Andaram mais um pouco, e um pouco mais, então viraram uma curva, e depois outra, e mais outra, e Bellatrix já se sentia um pouco tonta quando passaram a percorrer um trecho reto. Então eles reconheceram Londres se destacando por trás de todas aquelas camadas de neblina; mentira, eles não viam coisa alguma, mas a placa amarela na beira da estrada indicava que a cidade estava consideravelmente próxima.

"Vou encostar em alguma dessas ruas para que você possa ir sozinha para casa."

"Ora, não seja ridículo. Uma vez que já estamos aqui, seja um cavalheiro por completo e leve-me até a porta."

Remus olhou-a surpreso e deixou que a bruxa o guiasse.

"Vire aí," anunciou finalmente, a voz impregnada por um tom mandão. Ela indicou um apartamento antigo e mal-conservado cujas paredes estavam descascando e deixando à mostra alguns tijolos.

A única luz da rua provinha de um poste há alguns metros de distância. A lâmpada parecia fazer um esforço inimaginável para permanecer acesa, apagando ocasionalmente, piscando velozmente.

"É aqui," disse, por fim. A luz estalou.

Remus pareceu fitá-la, com uma expressão que mesclava perplexidade e desconfiança.

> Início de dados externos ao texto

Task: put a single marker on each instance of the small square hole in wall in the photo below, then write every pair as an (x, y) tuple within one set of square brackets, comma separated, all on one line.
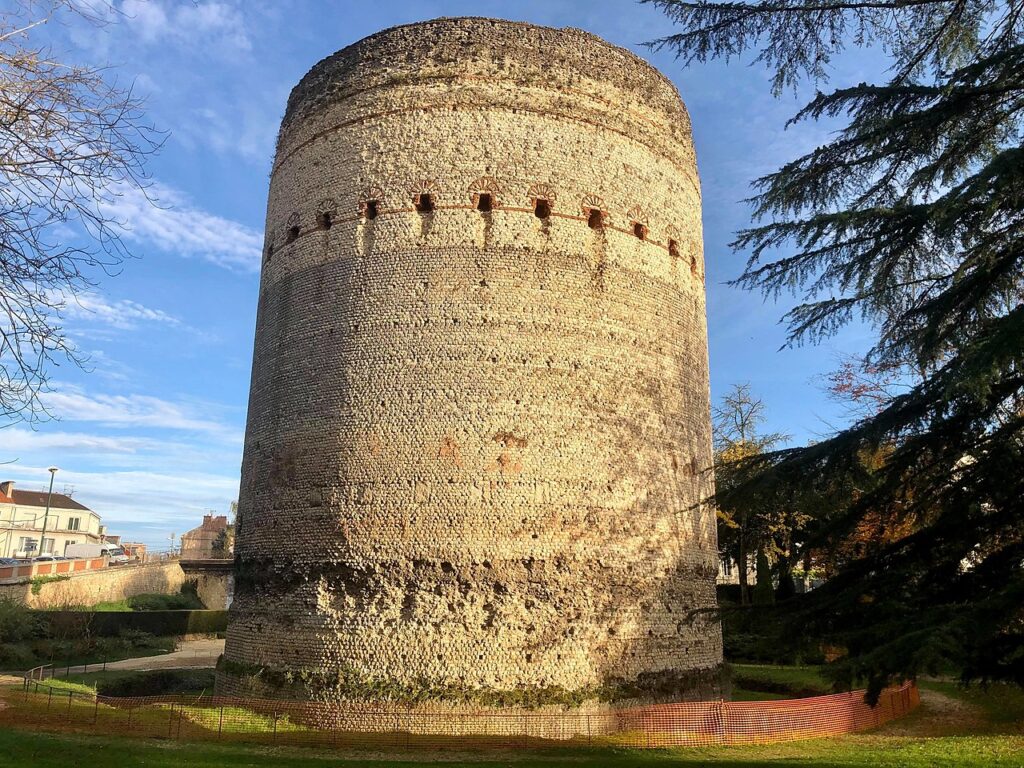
[(424, 203)]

"Você realmente me deixou saber do lugar em que está escondida."

Ela assentiu.

"Último andar; teria uma vista adorável se tudo não fosse tão... cinza," falou, ácida.

"Não tem medo que eu conte a alguém?"

Bellatrix pareceu considerar a idéia por um tempo, mas então lançou a Remus um sorriso levemente sarcástico.

"Você não conseguiria fazer isso."

Remus ainda fez menção de dizer algo. Talvez alegar que poderia muito bem denunciá-la, mas pensava era que ela estava certa. Balbuciou, e sua boca abriu mais de uma vez, mas ele não encontrou palavras para dizer o que queria, porque, na verdade, nem mesmo sabia o que havia a ser dito.

Os dois se encararam por breves instantes. E nenhum dos dois disse nada, mas continuaram se olhando.

A bruxa deixou o carro.

Então Remus afivelou o cinto e girou a chave, dando partida. Foi só quando estava pronto para arrancar que percebeu o corpo de Bellatrix ainda do lado de fora, próximo a janela do carro. Ela dera a volta e se posicionara a seu lado.

Pensou que fosse aquele o momento em que veria um feixe de luz verde sendo projetado da varinha da bruxa. Pensou, sinceramente, que ela fosse matá-lo, ali mesmo; porque aquele definitivamente era um plano que se encaixava no perfil assassino de Bellatrix. Porque a única razão pela qual ela deixara que ele soubesse de seu esconderijo era exatamente porque ela pretendia matá-lo em seguida. Ele tremeu.

"Remus" Ele acelerou e ouviu a bruxa dizer, enquanto o carro partia depressa. "o carro é meu."

E freou rapidamente, antes que se afastasse demais.